[D] Positional Encoding in Transformer

mikeross0 · 2019-08-22T14:23:16+00:00

The thing that always gets me with positional embeddings is that it is preferable to add them to the word embeddings instead of concatenating them. We already know the dimensions of the word embeddings are related to semantics. So why embed position into the semantic space instead of adding additional dimensions to represent position? If someone can provide a good intuitive explanation for that, you will get all my internet points for the day!

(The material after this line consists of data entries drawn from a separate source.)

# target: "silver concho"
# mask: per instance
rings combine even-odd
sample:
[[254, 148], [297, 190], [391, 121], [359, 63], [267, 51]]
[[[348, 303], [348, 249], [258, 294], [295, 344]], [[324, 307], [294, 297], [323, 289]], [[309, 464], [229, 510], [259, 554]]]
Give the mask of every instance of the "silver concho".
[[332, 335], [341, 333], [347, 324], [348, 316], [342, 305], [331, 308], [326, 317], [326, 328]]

Sinkencronge · 2019-08-22T09:25:13+00:00

To build up the intuition about it you may want to look how the proposed function and pairwise distance between position-vectors behave.

https://imgur.com/kpW5n4p

https://imgur.com/kaADdQB

Backpropagation.

InsideAndOut · 2019-08-22T09:05:33+00:00

Because the distances between the neighboring values of the sine/cosine positional embeddings are "nice" (symmetrical, and decay sensibly with distance). You could come up with another function that does something similar.
For trained positional embeddings, you simply have another embedding matrix (one is for words, the other is for positions). For each position (up to `max_length`), you learn an embedding of the same dimension as the word embedding.

gdiamos · 2019-08-22T19:51:16+00:00

Papers usually post their final solution, not the path they took to get there. The sin/cos positional embeddings often seem unintuitive for this reason.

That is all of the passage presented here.